Evaluation Metrics

CLAX supports evaluation metrics for click and relevance prediction. For click prediction, CLAX implements log-likelihood, and conditional and unconditional perplexity. To evaluate ranking performance, CLAX supports ranking metrics such as nDCG or MRR from the RAX library.

CLAX follows the design of FLAX NNX metrics, which updates multiple metrics at once. Each metric picks the respective input parameters it requires and updates its internal state:

from clax.metrics import (
    MultiMetric,
    LogLikelihood,
    Perplexity,
    ConditionalPerplexity
)

metrics = MultiMetric(
    **{
        "ll": LogLikelihood(),
        "ppl": Perplexity(),
        "cond_ppl": ConditionalPerplexity(),
    }
)

metrics.update(
    log_probs=log_probs,
    conditional_log_probs=cond_log_probs,
    clicks=clicks,
    where=mask,
)

results = metrics.compute()
rank_results = metrics.compute_per_rank()

Finally, you can compute the metric value by calling metric.compute() or metric.compute_per_rank() if you want to compute the mean metric value per positions.

Click Metrics

Log-likelihood

The most common metric for click prediction is the log-likelihood, measuring how well a model fits observed clicks:

\[ \operatorname{LL}(\mathcal{D}) = \frac{1}{|\mathcal{D}|} \sum_{(d, k, c) \in \mathcal{D}} \Big[ c \log \hat{c} + (1 - c) \log \left(1 - \hat{c} \right) \Big], \]
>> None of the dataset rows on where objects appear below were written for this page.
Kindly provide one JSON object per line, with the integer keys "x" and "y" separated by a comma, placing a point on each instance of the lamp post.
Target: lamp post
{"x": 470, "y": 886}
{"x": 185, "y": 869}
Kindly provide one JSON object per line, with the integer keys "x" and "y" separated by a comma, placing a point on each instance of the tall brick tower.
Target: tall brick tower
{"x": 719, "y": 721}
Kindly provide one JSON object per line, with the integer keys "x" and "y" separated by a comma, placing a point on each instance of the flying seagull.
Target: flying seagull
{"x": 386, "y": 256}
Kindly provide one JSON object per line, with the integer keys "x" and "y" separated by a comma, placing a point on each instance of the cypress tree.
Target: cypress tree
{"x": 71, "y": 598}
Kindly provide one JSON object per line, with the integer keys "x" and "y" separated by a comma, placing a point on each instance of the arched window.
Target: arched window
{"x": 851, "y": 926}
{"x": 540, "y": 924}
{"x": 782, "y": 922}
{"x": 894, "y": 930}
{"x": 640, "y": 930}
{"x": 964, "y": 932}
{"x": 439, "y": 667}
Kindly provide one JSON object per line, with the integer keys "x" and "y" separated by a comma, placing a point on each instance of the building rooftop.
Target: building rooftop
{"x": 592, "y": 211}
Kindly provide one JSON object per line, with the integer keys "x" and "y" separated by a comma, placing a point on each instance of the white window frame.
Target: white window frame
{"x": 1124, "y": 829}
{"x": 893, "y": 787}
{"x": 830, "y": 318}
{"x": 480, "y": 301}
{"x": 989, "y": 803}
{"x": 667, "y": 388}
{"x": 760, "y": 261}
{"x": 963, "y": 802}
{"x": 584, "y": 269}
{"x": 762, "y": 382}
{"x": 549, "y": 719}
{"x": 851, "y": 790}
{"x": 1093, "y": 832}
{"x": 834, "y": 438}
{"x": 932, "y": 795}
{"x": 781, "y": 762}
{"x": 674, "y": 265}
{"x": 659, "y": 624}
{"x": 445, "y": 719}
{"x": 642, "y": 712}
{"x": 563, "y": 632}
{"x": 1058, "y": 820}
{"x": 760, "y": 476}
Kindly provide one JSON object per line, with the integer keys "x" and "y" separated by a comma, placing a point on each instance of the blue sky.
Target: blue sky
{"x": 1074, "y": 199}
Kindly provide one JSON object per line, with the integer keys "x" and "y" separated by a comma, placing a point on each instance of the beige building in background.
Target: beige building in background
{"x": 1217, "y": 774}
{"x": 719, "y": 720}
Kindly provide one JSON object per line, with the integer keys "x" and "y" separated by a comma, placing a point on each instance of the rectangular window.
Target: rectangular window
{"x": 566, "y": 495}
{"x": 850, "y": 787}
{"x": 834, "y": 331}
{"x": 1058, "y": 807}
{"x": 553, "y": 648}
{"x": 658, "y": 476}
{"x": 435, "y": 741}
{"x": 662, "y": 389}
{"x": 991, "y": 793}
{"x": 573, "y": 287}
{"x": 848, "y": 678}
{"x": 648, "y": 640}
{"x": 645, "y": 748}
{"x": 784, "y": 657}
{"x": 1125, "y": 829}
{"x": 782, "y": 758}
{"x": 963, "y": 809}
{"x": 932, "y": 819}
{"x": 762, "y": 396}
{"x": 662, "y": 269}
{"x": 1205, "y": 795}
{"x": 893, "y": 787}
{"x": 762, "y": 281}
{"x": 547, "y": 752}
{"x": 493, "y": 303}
where \(\hat{c} = P(C = 1 \mid d, k, C_{<k})\) are a model's click predictions for a document \(d\) at rank \(k\), conditioned on clicks observed before the current rank \(C_{<k}\). Log-likelihood values are negative, with higher values (closer to zero) indicating better model fit.

Bases: RankBasedAverage

Examples:

Compute the mean log-likelihood over a single query with three documents from conditional log probabilities. Use where = False to mask out padding documents:

ll = LogLikelihood()
ll.update(
    cond_log_probs=jnp.array([[-0.01, -10.0, -0.7]]),
    clicks=jnp.array([[1, 0, 1]]),
    where=jnp.array([[True, True, True]]),
)
ll.compute()

Compute the mean log-likelihood for each rank:

ll.compute_per_rank()

Source code in clax/metrics.py

class LogLikelihood(RankBasedAverage):
    """
    Examples:
        Compute the mean log-likelihood over a single query with three documents
        from conditional log probabilities. Use `where = False` to mask out padding documents:

            ll = LogLikelihood()
            ll.update(
                cond_log_probs=jnp.array([[-0.01, -10.0, -0.7]]),
                clicks=jnp.array([[1, 0, 1]]),
                where=jnp.array([[True, True, True]]),
            )
            ll.compute()

        Compute the mean log-likelihood for each rank:

            ll.compute_per_rank()
    """

    def update(
        self,
        *,
        cond_log_probs: Array,
        clicks: Array,
        where: Optional[Array] = None,
        **kwargs,
    ):
        p_click = cond_log_probs
        p_no_click = log1mexp(cond_log_probs)
        log_likelihood = clicks * p_click + (1 - clicks) * p_no_click

        super().update_values(log_likelihood, where=where)

Conditional Perplexity

Perplexity can offer a more intuitive interpretation than log-likelihood. It measures how surprised a model is by the observed data, with a lower value indicating a better model fit. Intuitively, it represents the weighted average number of choices a model is considering. Perfect predictions yield a perplexity of \(1\), while random guessing for binary outcomes gives a perplexity of \(2\), as the model is as uncertain as a coin flip. Conditional perplexity is defined as:

\[ \operatorname{PPL}(\mathcal{D}) = 2^{- \frac{1}{|\mathcal{D}|} \sum_{(d, k, c) \in \mathcal{D}} \Big[ c \log_2 \hat{c} + (1 - c) \log_2 \left(1 - \hat{c} \right) \Big]}, \]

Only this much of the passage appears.